Autor: Hartmut Geißler
nach Burmeister 1963
Obwohl sich Sebastian Münster auch in der Kosmographie sehr um Objektivität bemühte und sich aus den Streitigkeiten der Reformationszeit herausgehalten hat, hat ihn diese Haltung nicht vor kritischen Nachforschungen seitens der katholischen Kirche und der Indizierung vieler seiner Bücher geschützt. Burmeister schreibt dazu (S. 161/162):
"Dass Münsters Kosmographie trotzdem der Reinigung durch die Inquisition bedurfte, dafür müssen vor allem seine auf den Index gesetzten rabbinischen Schriften verantwortlich gemacht werden.
1569 schrieb der Erzbischof von Utrecht Friedrich Schenk von Toutenborch ein Gutachten für Herzog Alba, in dem er sich positiv für die Kosmographie entschied, die kaum „Unkatholisches enthielte“. Auch das wenige Jahre später von dem Zensor Arias Montanus in Antwerpen verfasste Gutachten nennt die Kosmographie „opera utile nelle sua materia“. Durch diese Formalität wurden auch die katholischen Autoritäten endlich dem Buch gerecht, das nun auch mit deren Billigung gedruckt und gelesen wurde.
Um die Unverfänglichkeit des Buches zu dokumentieren, womit man aber auch der tatsächlichen Objektivität Münsters gerecht wurde, setzte man auf den Titel der lateinischen Ausgabe von 1572: „sine omni cuiuscumque molestia vel laesione“.
Über das, was die katholische Zensur 1572 gestrichen hatte, hat Thomas Crenius in seinen Animadversiones Philologicae et Historicae einen Überblick gegeben, indem er einen sorgsamen Vergleich der zensierten und nichtzensierten Ausgaben durchführte. Insgesamt handelt es sich etwa um 50 Beanstandungen, z. T. lächerlich geringfügiger Art. So wurde etwa ein „Calvinus“ in ein „studiosus quidam“ verbessert.
Das Verzeichnis des Crenius ist auch praktisch benutzt worden. So hat ein in der Universitätsbibliothek Leipzig aufbewahrtes Exemplar der zensierten Kosmographie von 1572 am Ende ein handschriftliches Verzeichnis der Stellen des Crenius angeheftet.
Umgekehrt findet man z. B. in der Stadtbibliothek Mainz ein nichtzensiertes Exemplar der Kosmographie von 1559, das nach dem Vorbild der zensierten Ausgabe von 1572 gereinigt wurde, indem man alle anstössigen Stellen bis zur Unkenntlichkeit durchstrich oder mit dickem Papier überklebte. Das Exemplar kam in die Mainzer Stadtbibliothek aus der Bibliothek der Jesuiten [in Ingelheim; vielleicht].

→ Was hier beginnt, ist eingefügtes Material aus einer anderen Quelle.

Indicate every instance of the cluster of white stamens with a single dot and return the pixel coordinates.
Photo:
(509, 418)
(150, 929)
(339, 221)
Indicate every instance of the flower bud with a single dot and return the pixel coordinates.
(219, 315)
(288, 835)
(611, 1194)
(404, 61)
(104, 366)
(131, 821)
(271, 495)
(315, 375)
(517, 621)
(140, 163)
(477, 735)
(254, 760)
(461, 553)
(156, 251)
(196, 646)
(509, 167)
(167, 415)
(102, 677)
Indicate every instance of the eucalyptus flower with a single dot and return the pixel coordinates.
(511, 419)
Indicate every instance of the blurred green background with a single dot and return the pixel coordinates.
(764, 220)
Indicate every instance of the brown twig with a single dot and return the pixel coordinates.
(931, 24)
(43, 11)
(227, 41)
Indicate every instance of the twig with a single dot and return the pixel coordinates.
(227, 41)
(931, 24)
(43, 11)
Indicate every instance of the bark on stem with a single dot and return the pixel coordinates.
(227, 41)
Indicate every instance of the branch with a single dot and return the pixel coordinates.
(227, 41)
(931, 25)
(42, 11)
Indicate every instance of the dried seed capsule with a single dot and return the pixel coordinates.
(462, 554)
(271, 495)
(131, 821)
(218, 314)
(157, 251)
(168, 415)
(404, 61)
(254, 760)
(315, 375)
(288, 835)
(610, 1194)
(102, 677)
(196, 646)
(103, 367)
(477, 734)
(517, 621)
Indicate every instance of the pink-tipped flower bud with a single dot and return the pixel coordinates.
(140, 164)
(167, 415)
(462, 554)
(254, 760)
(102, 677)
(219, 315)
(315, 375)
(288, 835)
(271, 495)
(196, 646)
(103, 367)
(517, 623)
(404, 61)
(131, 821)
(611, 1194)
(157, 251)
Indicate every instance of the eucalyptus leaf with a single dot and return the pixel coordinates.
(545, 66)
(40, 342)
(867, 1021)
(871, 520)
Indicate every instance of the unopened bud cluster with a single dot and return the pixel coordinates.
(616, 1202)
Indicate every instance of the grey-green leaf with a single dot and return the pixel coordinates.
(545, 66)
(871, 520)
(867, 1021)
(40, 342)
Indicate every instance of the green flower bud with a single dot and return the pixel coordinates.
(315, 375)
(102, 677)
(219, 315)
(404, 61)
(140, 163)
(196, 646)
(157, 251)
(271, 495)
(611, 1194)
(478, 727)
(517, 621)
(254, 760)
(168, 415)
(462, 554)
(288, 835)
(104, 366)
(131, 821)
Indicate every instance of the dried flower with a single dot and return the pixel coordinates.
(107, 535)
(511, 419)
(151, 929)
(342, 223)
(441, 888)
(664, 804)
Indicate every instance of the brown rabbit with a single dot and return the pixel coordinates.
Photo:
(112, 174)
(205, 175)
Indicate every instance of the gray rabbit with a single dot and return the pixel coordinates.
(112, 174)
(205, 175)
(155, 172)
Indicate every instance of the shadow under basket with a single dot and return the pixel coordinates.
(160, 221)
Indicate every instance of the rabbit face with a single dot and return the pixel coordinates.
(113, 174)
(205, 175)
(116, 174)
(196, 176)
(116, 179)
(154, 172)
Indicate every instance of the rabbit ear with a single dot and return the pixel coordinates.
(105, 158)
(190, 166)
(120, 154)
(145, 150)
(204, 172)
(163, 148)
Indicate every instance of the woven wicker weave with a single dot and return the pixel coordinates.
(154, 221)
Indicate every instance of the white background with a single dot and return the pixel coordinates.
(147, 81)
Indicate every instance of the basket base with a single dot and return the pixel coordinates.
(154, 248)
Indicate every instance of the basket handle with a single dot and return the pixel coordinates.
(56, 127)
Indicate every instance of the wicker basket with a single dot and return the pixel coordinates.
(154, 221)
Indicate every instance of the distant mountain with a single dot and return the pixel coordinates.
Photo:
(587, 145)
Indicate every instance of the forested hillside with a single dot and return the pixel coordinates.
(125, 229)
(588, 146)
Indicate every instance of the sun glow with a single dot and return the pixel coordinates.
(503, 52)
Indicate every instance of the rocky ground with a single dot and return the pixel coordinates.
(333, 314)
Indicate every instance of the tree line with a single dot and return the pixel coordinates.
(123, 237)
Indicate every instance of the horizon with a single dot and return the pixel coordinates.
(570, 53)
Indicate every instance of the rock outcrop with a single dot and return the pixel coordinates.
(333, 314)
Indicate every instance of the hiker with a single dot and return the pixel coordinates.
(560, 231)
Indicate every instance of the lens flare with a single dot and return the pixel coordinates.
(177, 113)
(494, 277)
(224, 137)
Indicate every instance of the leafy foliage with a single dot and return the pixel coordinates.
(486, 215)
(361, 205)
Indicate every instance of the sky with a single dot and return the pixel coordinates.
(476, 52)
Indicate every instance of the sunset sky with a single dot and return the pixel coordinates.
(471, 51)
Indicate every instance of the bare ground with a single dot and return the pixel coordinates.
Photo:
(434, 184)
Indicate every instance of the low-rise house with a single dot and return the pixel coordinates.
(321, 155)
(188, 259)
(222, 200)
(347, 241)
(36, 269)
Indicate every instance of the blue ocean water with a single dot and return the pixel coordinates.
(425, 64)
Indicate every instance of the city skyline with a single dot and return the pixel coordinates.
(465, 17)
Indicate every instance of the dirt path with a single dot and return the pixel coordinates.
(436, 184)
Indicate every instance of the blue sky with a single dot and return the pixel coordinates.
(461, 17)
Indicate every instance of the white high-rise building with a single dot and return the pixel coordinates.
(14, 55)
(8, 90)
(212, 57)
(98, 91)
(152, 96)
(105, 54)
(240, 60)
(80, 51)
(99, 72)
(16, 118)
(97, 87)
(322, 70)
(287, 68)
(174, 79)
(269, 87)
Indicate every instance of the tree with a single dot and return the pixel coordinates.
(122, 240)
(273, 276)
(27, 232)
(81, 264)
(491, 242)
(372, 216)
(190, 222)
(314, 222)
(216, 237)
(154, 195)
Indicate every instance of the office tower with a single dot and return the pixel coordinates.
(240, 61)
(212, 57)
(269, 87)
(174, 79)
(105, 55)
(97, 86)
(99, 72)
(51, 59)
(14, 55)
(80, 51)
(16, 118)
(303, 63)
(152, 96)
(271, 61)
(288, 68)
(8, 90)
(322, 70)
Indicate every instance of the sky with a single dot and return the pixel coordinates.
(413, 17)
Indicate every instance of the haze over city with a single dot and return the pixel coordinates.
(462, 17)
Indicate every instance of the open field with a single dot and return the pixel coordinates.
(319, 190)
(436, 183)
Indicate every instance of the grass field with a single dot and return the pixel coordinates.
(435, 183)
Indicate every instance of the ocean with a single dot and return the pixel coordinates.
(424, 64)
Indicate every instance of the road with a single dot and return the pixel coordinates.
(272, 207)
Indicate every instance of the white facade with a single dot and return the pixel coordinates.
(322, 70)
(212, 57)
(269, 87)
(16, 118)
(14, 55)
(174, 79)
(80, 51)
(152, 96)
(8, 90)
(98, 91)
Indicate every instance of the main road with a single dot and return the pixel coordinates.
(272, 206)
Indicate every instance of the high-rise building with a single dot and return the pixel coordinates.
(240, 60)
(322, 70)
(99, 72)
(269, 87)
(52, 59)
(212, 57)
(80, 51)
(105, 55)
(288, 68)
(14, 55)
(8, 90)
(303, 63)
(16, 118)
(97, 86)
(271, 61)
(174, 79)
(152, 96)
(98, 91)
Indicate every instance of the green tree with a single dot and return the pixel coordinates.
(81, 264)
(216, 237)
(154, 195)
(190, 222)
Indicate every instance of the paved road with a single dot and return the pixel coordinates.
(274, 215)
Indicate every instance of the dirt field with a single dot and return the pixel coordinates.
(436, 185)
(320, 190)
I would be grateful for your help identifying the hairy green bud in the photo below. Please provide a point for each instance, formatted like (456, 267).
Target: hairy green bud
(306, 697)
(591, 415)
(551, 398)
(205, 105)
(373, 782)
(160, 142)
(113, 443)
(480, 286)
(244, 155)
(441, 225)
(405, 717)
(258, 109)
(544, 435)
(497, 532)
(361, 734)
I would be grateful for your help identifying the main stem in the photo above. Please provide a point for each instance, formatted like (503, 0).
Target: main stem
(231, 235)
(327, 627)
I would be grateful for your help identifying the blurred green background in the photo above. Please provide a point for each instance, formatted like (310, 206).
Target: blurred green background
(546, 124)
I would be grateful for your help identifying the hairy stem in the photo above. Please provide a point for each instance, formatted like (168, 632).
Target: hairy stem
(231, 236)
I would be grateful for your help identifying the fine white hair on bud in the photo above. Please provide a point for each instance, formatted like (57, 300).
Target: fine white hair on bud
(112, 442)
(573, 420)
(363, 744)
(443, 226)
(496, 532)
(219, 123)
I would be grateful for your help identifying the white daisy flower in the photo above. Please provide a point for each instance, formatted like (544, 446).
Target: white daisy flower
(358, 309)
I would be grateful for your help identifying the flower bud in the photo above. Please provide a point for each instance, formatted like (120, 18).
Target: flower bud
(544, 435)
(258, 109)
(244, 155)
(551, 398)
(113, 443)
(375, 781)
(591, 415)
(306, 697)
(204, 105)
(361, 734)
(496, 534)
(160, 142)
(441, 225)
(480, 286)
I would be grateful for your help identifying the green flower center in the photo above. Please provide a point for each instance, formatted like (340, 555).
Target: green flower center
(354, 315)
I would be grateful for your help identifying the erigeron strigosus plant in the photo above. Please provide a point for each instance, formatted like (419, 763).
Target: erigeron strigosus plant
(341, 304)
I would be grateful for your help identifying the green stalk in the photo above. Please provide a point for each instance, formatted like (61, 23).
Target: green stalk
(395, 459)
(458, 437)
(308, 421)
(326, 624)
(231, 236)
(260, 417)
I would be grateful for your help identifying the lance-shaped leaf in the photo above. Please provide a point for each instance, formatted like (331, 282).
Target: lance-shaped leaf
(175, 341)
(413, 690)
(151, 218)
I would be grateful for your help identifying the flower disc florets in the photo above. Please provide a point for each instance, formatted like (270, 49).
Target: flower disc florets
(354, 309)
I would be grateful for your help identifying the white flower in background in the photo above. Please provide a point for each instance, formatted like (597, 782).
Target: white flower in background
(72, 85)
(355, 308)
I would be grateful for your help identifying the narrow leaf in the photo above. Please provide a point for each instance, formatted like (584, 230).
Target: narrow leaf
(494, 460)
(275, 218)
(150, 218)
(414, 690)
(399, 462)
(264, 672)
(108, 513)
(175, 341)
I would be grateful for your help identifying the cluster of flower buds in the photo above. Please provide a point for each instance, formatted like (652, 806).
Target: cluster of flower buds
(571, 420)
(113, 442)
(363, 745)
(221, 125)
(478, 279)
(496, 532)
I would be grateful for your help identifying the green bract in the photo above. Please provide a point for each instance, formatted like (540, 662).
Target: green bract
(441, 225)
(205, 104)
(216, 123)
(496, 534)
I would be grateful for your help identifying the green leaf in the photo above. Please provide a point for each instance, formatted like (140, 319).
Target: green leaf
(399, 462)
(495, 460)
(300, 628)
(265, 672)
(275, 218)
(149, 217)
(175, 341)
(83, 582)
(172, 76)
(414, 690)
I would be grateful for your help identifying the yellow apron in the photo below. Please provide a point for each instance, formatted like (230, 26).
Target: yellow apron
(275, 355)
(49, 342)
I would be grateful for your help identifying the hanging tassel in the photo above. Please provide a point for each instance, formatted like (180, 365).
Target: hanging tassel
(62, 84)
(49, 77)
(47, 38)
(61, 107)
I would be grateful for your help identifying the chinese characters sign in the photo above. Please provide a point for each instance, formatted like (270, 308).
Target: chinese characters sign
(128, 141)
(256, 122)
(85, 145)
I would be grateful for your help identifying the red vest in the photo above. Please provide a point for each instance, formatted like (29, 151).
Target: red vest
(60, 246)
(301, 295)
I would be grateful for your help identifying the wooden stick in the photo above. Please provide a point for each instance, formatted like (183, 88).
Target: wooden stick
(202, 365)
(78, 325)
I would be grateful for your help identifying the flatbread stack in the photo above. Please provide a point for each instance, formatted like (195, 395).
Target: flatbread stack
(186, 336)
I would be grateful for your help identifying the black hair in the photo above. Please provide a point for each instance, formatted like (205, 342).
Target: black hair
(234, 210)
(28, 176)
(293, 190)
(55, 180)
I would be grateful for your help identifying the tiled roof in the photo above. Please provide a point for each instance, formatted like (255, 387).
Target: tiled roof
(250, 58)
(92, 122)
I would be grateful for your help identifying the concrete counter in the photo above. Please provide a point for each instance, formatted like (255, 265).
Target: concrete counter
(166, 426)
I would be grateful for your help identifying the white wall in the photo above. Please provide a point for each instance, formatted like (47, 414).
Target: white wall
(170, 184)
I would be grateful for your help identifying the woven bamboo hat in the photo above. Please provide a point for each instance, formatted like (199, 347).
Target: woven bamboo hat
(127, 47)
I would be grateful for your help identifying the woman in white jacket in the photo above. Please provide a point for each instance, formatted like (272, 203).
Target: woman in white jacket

Wie man 1572 Calvinus gestrichen hatte, wurde auch der Name Münsters überall gestrichen. Die Mainzer Jesuiten gingen also weit über die offizielle Zensur hinaus. Dasselbe kann man auch an zensierten Büchern beobachten, in denen der Name Münsters nachträglich handschriftlich gestrichen wurde (StB Mainz, Italienische Kosmographie, Köln 1575)..."
Im Besitz des Museums bei der Kaiserpfalz befindet sich auch eine italienische Ausgabe der Kosmographie von 1575, erschienen in Köln. Unter ihrem Titel wurde der Autor Sebastian Münster durchgestrichen, wenn auch nur mit einem dünnen Striche, der den Namen dennoch erkennen lässt, und es wurde vermerkt:
"correta & repurgata, per gli Censori Ecclesiastici, & quei del Rei Cattolico nelli paesi bassi, & per l'Inquisitore di Venetia", d.h. korrigiert und gereinigt durch die kirchlichen Zensoren, sowohl die des Katholischen Königs (von Spanien) in den Niederlanden als auch durch den Inquisitor von Venedig; Gs.